A further illustration of how seriously courts are treating the precision of this new provision comes from the Jharkhand High Court, which took suo motu cognizance of a printing discrepancy in the official text of Section 103(2), where the words any other ground had been published in place of the words any other similar ground found in the enacted statute. Given that the provision carries a sentence of death or life imprisonment, the Court treated even this seemingly narrow textual variation as a matter warranting independent judicial attention, underscoring the broader principle that penal statutes attracting the most severe punishments must be applied strictly according to their precise enacted language.
Conclusion
Section 103(2) of the Bharatiya Nyaya Sanhita, 2023, closes a gap in Indian criminal law that the Indian Penal Code, 1860, left open for more than 150 years. By naming mob lynching as a distinct offence rather than treating it as an unremarkable variant of ordinary murder, the provision gives formal legal recognition to what the Supreme Court had already recognized as a fact in 2018, namely that a killing carried out by a prejudiced collective wounds the social fabric in a manner that an individual act of violence does not. The early judicial response, particularly the Kerala High Court’s treatment of the offence as graver than ordinary murder for purposes of bail, suggests that courts are prepared to give the provision real effect rather than allowing it to remain a dead letter.
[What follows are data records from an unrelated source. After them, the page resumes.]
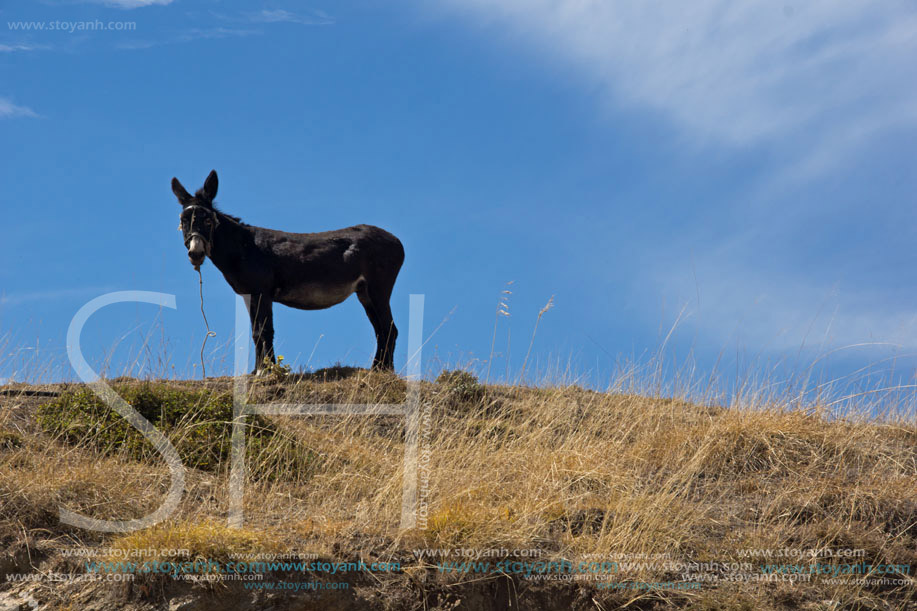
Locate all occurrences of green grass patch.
[38,382,318,480]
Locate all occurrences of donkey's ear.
[172,178,193,206]
[202,170,219,202]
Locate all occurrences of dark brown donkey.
[172,170,404,372]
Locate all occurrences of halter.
[178,204,220,255]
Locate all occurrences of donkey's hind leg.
[357,282,398,371]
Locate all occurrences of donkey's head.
[172,170,219,269]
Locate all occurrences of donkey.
[172,170,404,373]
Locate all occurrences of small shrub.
[436,370,484,403]
[38,383,317,479]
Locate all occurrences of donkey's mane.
[194,187,248,227]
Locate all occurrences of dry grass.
[0,369,917,608]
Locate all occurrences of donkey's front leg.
[248,294,274,373]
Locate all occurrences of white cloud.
[249,9,334,25]
[432,0,917,163]
[92,0,172,9]
[0,98,38,119]
[654,259,917,354]
[0,44,41,53]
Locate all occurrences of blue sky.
[0,0,917,412]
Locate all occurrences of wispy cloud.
[118,27,264,49]
[432,0,917,170]
[653,260,917,354]
[90,0,172,9]
[0,44,48,53]
[248,9,334,25]
[0,97,38,119]
[0,286,112,306]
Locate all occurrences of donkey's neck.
[210,211,254,274]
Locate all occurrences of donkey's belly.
[274,277,363,310]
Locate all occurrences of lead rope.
[197,268,217,379]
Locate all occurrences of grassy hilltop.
[0,368,917,609]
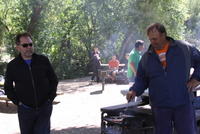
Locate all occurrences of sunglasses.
[21,43,33,47]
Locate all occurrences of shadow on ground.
[0,101,17,114]
[51,127,100,134]
[90,90,103,95]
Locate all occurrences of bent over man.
[127,23,200,134]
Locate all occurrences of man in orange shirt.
[108,55,119,81]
Yet the legislative response remains incomplete in certain respects. The provision does not list religion among its enumerated grounds, relying instead on the residual phrase any other similar ground to cover such cases, and Parliament has still not enacted the comprehensive central law that the Supreme Court called for in Tehseen Poonawalla, leaving the field to be filled, unevenly, by individual State legislation and by Section 103(2) itself. The provision’s ultimate effectiveness will depend less on the text of the statute and more on the willingness of investigating agencies to register cases promptly, resist local pressure, and ensure that the discriminatory character of a killing is reflected accurately in the charge sheet from the very first day of investigation.